8095f217-28b1-45cb-b6d9-f6cea4ef86c6_figure2.gif

Figure 2. PCA with HapMap data included.

Data Formats. The input GWAS data are expected to be in PLINK bfile format. The input data will have three files associated to it with .bed, .bim, and .fam file extensions. The .bed file is a binary file that contains the genotype information for all individuals (https://www.cog-genomics.org/plink2/formats#bed). The .bim file is a mapping file giving information on each marker (https://www.cog-genomics.org/plink2/formats#bim). The .fam file gives information on each individual (https://www.cog-genomics.org/plink2/formats#fam).

This pipeline utilizes information that was not provided in the original PLINK files and therefore the phenotype is always provided in an alternate phenotype file. PLINK ‘–pheno’ is used to provide the phenotype file and PLINK ‘–pheno-name’ is used to provide the phenotype name which also corresponds to the header of the column in the phenotype file. The first two columns in the phenotype file must have the column headers ‘FID’ and ‘IID’ respectively. ‘FID’ is the family ID or ‘0’ if not used and ‘IID’ is the individual ID that corresponds to the ‘IID’ values in the .fam file (https://www.cog-genomics.org/plink2/input#pheno).

Operation

System. The pipeline was tested on STATGEN, a Dell PowerEdge R520 server with two Intel Xeon E5-2470 CPUs (32 cores at 2.3GHz), 24TB of storage in a RAID6 array with two drive fault tolerance, and 128GB of RAM. The operating system is Ubuntu Server 14.04 LTS 64-bit edition.

Required software. The automated pipeline is written in Python and calls Rscript, PLINK, and SMARTPCA. The versions used for building and testing are the following,

  • 1. Python - Python 2.7.6

  • 2. Rscript - R scripting front-end version 3.2.2

  • 3. PLINK - PLINK v1.90b3x 64-bit

  • 4. SMARTPCA – smartpca version 13050

Parameter files. Example parameter files are shown in Figure 3. The QC.py and PCA.py scripts read in parameters and names them based on the word following the ‘#’ and gives that parameter the value following the white space on the same line. The line numbers in the figure are not a part of the parameter file (i.e. each line starts with ‘#’). The parameters and values are stored in a python dictionary, so order and extra parameters do not matter. However, the exact name and case of the parameters are important for the scripts to correctly function. The parameters described here are ordered by the line number given in the qc_params.txt file in Figure 3a. The parameters with the same name in the pca_params.txt file in Figure 3b have the same meaning.

8095f217-28b1-45cb-b6d9-f6cea4ef86c6_figure3.gif

Figure 3.

Parameter files a) qc_params.txt b) pca_params.txt.

  •   1. WORK – path to the working directory where all generated files will be written

  •   2. RPATH – path to where Rscript is located, or name if in a known path

  •   3. PLINKPATH – path to the PLINK executable, or name if in a known path

  •   4. INPUT – input file in PLINK bfile format

  •   5. SCRIPTS – path to directory in which the helper scripts called by the pipeline live

  •   6. MAF – minor allele frequency threshold

  •   7. MIND – individual missingness threshold

  •   8. GENO – marker missingness threshold

  •   9. HWE – Hardy-Weinberg threshold

  • 10. PI_HAT – IDB threshold

  • 11. SEX – if value is equal to ‘yes’ then a PLINK sex check is performed, otherwise it is not

  • 12. ASSAYED – location of file that includes names of all assayed markers in a study to ensure that imputed SNPs are not used for some QC steps

  • 13. MIND1 – an optional, first tier (non-stringent) individual missingness threshold

  • 14. HET – if this parameter is included then the Heterozygosity step is performed (NOTE since ‘#FMIN’ and ‘#FMAX’ are not given, this parameter file will result in the removal of markers with an H value +/- 3 standard deviations)

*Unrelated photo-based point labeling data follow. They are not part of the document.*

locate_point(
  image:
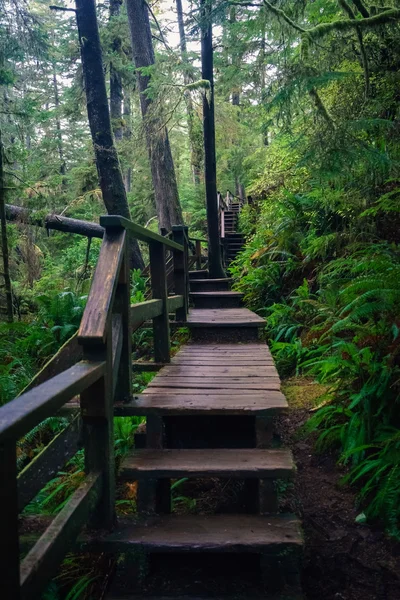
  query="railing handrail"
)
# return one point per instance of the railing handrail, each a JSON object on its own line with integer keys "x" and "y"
{"x": 102, "y": 376}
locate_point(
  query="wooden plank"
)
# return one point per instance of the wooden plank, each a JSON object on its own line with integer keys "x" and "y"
{"x": 122, "y": 378}
{"x": 175, "y": 302}
{"x": 269, "y": 403}
{"x": 161, "y": 334}
{"x": 41, "y": 563}
{"x": 48, "y": 462}
{"x": 219, "y": 371}
{"x": 117, "y": 338}
{"x": 9, "y": 540}
{"x": 22, "y": 414}
{"x": 144, "y": 311}
{"x": 102, "y": 292}
{"x": 200, "y": 533}
{"x": 251, "y": 462}
{"x": 196, "y": 388}
{"x": 140, "y": 233}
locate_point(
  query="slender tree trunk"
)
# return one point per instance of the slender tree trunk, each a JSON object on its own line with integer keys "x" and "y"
{"x": 58, "y": 122}
{"x": 196, "y": 150}
{"x": 115, "y": 79}
{"x": 4, "y": 242}
{"x": 127, "y": 136}
{"x": 207, "y": 63}
{"x": 169, "y": 211}
{"x": 108, "y": 167}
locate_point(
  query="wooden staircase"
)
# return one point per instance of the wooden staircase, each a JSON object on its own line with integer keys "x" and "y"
{"x": 213, "y": 398}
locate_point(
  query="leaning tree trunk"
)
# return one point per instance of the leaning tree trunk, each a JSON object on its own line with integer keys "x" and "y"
{"x": 169, "y": 211}
{"x": 4, "y": 242}
{"x": 108, "y": 167}
{"x": 196, "y": 150}
{"x": 115, "y": 78}
{"x": 214, "y": 253}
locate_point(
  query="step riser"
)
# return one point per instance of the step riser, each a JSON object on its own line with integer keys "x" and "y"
{"x": 215, "y": 302}
{"x": 225, "y": 334}
{"x": 209, "y": 286}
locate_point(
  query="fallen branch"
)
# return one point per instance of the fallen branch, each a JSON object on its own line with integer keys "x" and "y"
{"x": 52, "y": 221}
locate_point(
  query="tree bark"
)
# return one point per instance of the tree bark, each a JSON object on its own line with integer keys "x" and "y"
{"x": 196, "y": 150}
{"x": 52, "y": 221}
{"x": 207, "y": 63}
{"x": 169, "y": 211}
{"x": 116, "y": 95}
{"x": 127, "y": 134}
{"x": 108, "y": 167}
{"x": 4, "y": 242}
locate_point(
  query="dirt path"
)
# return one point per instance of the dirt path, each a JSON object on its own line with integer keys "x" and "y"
{"x": 343, "y": 560}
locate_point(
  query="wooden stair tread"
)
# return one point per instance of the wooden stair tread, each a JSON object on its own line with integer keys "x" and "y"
{"x": 253, "y": 462}
{"x": 257, "y": 404}
{"x": 219, "y": 294}
{"x": 223, "y": 317}
{"x": 200, "y": 533}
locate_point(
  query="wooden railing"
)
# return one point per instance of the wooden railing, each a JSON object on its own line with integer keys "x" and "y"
{"x": 101, "y": 376}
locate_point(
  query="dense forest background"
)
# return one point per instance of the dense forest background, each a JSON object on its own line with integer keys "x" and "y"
{"x": 307, "y": 97}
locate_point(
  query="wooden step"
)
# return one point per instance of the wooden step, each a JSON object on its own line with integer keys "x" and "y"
{"x": 248, "y": 463}
{"x": 168, "y": 402}
{"x": 224, "y": 299}
{"x": 224, "y": 317}
{"x": 199, "y": 274}
{"x": 209, "y": 285}
{"x": 199, "y": 533}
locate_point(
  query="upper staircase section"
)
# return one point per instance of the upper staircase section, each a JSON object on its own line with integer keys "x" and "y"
{"x": 231, "y": 239}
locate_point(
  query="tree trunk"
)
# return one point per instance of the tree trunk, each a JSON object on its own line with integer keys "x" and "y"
{"x": 127, "y": 136}
{"x": 169, "y": 211}
{"x": 196, "y": 150}
{"x": 214, "y": 252}
{"x": 58, "y": 122}
{"x": 108, "y": 167}
{"x": 115, "y": 79}
{"x": 4, "y": 242}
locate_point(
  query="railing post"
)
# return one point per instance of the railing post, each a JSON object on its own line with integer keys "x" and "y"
{"x": 122, "y": 306}
{"x": 181, "y": 276}
{"x": 98, "y": 431}
{"x": 159, "y": 290}
{"x": 9, "y": 541}
{"x": 198, "y": 255}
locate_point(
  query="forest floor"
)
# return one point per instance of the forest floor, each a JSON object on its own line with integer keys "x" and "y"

  • 15. CLEAN – will result in the removal of intermediate files and final PLINK finals to be named ‘final’

  • 16. PHENO – the name of the phenotype that will be investigated during analysis. Some QC steps vary based on whether or not an individual is case, control, or undefined.

  • 17. PFILE – the files in which the phenotype is given formatted in the proper PLINK format with FID, IID, pheno1 column headers where FID is the family ID (commonly 0 if relations not known), the individual’s ID, and the phenotype value encoded as 1=unaffected (control) and 2=affected (case).

  • 18. SMARTPCA (line #2 in pca_params.txt and not in qc_params.txt) – link to the smartpca executable.

Running scripts and results

  • 1. QC.py

  •     Once the parameters and values are correctly written to the parameter file, the script is executed by calling the parameter file as a command line argument as follows,

  •                                                       python QC.py qc_params.txt

  • The QC steps are performed as described in the Implementation section and after each step a count is retrieved for the number of individuals or markers removed in each step. A log file is written (final_QC.log). All of the parameters from qc_params.txt are first written to the log file to ensure the process can be duplicated. Then the number of individuals/markers removed during each step are recorded along with the running total of how many individuals and markers are left in the dataset. This allows for easy comparison of the overall effects of different parameter settings. If ‘#CLEAN’ is set then the final QC dataset is in PLINK format and named ‘final.bed’, ‘final.bim’, and ‘final.fam’. There will be an archived file ‘final_graphs.tgz’ containing the files missing.png, het.png, hwe.png, and relate.png, created in the thresholds, hetereozygosity, and HWE steps above for manual inspection in case parameters need to be adjusted and QC redone.

  • 2. PCA.py

  •     Once the parameters and values are correctly written to the parameter file, the scripts is executed by calling the parameter file as a command line argument as follows,

  •                                                       python PCA.py pca_params.txt

  •     The data thinning is carried out in PLINK, the input file for SMARTPCA is automatically generated, and then SMARTPCA is called to calculate the PCs. If the analysis is being done in R, then the ‘smartpca.evec’ file can be read in and merged to exclude individuals in which PCs were not calculated (i.e. outliers). PCA.py also generates a file called ‘remove.txt’ in PLINK format with an FID (all marked ‘0’) and IID column so that the outliers can be removed during PLINK analysis with the ‘–remove’ command.

Conclusions

While the QC steps given here are not novel, this paper provides access to an automated process that both reduces human work time and chances for error and provides tools to make the computational experiment reproducible. It also gives recommended values for parameters but facilitates changing parameters and the comparison of effects.

Software availability

Zenodo: GWAS: Automated GWAS QC, doi: 10.5281/zenodo.5822811.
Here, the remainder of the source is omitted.